Young people constitute the highest percentage of users on social media hence they should be placed at the center of the discussion on fake news and cyberbullying. The Cyber and Cyber Security Bill in Zimbabwe was taken to parliament in 2017 with added provisions.
There have been debates on whether social media can or should be regulated and how to go about it. This is all in a quest to curb the spreading of fake news and cyberbullying. But can social media be regulated and bring forth desirable results? Putting into consideration how so many times the cyberbullies play anonymous and tracking a Twitter thread that had false content is not a walk in the park.

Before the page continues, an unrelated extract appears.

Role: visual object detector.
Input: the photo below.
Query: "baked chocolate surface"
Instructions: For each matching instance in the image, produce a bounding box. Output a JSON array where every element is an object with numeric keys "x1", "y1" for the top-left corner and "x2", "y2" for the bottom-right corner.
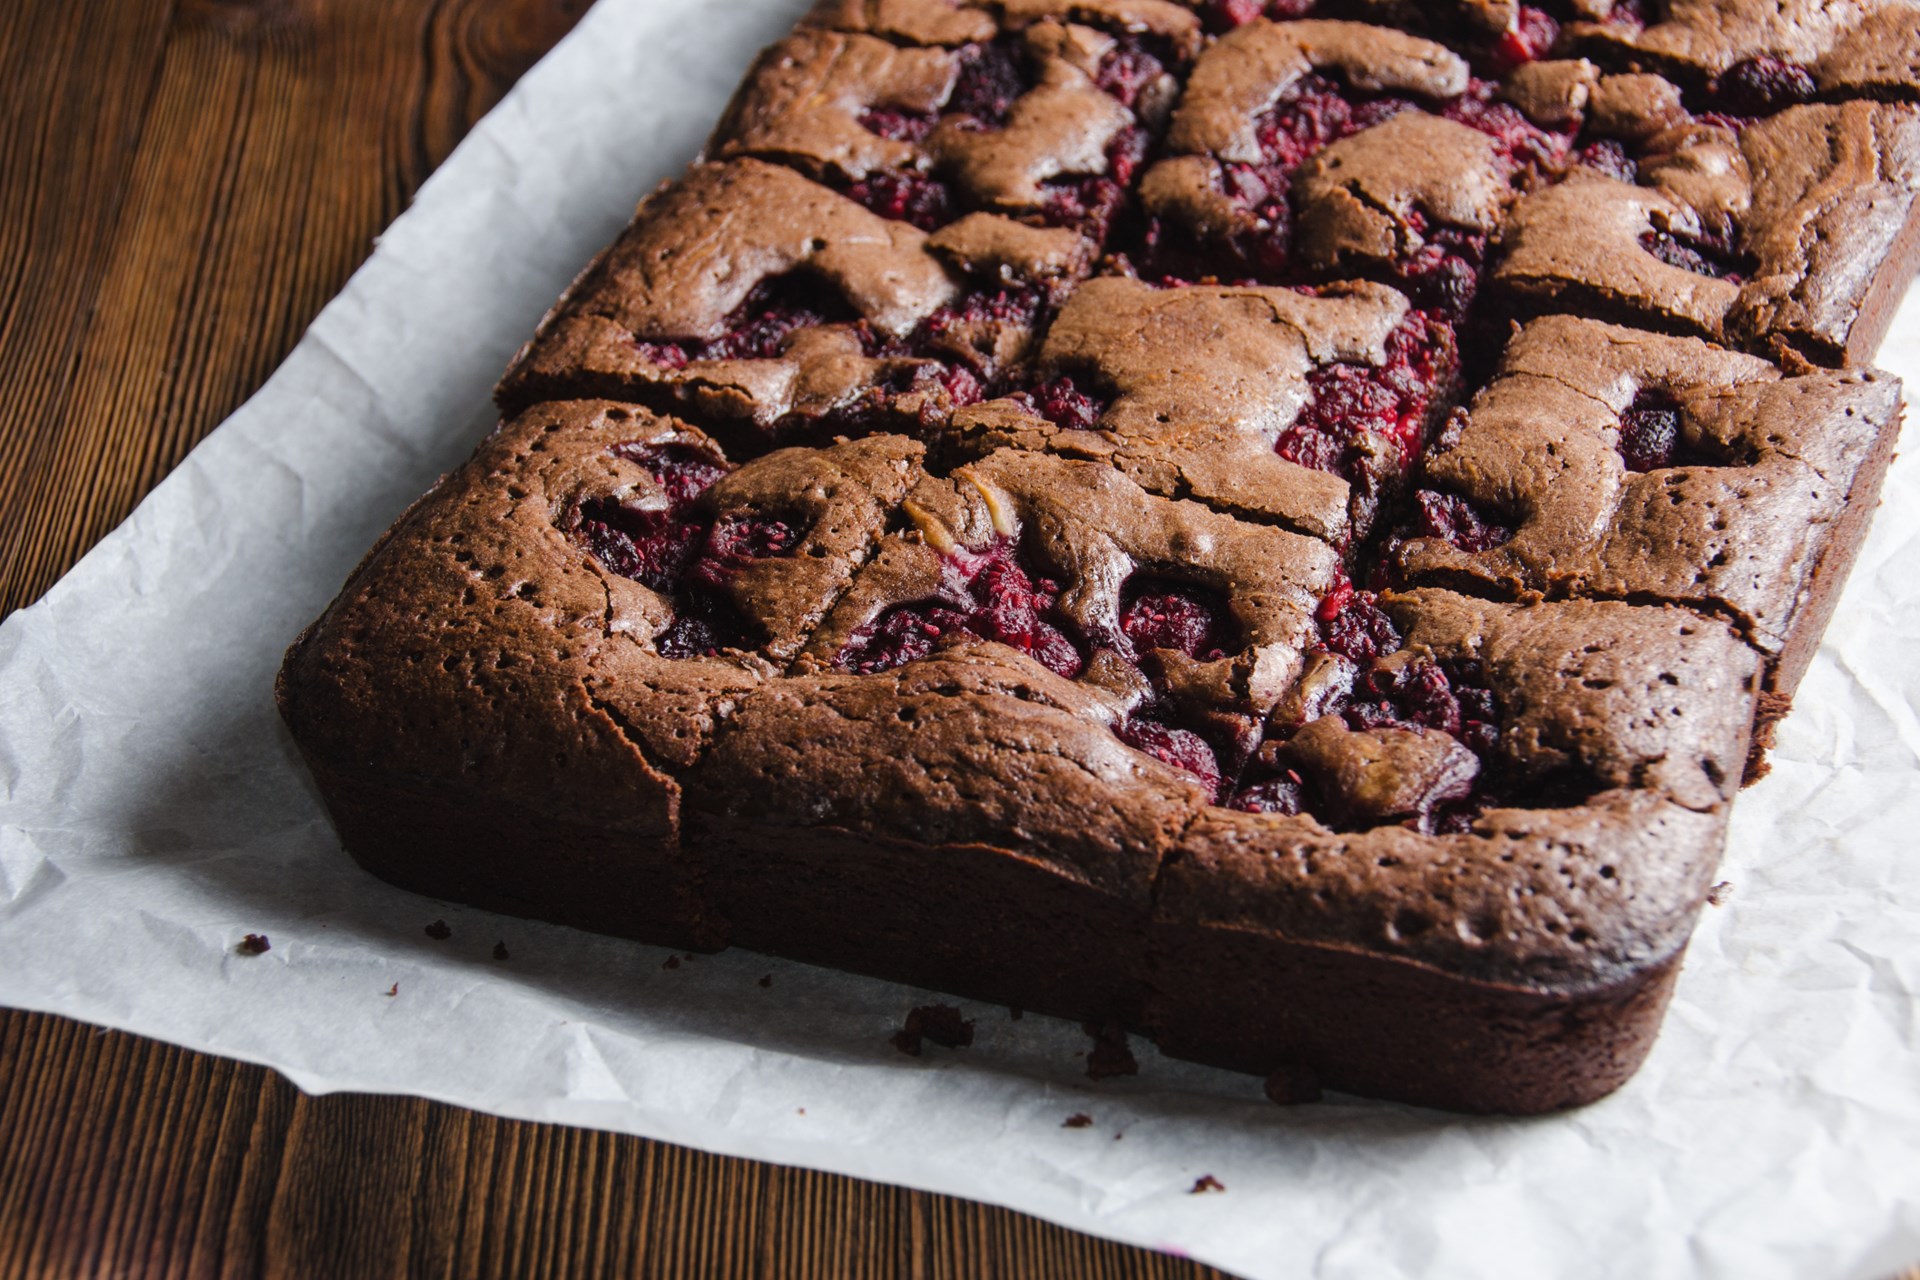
[{"x1": 285, "y1": 3, "x2": 1920, "y2": 1112}]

The duty of regulating social media lies on the shoulders of each and everyone in society who uses a smartphone, tablet or iPad and computer. Before you create and share content on the internet make sure it is verified and does not inflict harm in whichever way to any individual. We can all police the world wide web by not sharing fake news.
Fake news has on different occasions raised false alarm, declare different popular people dead. There has also been a growing trend of people forwarding false job vacancies to the dismay of those who would have applied or shown up for auditions.
It could take a while before the government finds the right angle to tackle the issue of cyberbullying and fake news as regulating social media is a task and a half. But ”Let’s use social media responsibly and always consider the damage to the next person before bullying anyone or spreading fake news” as Jah Prayzah said.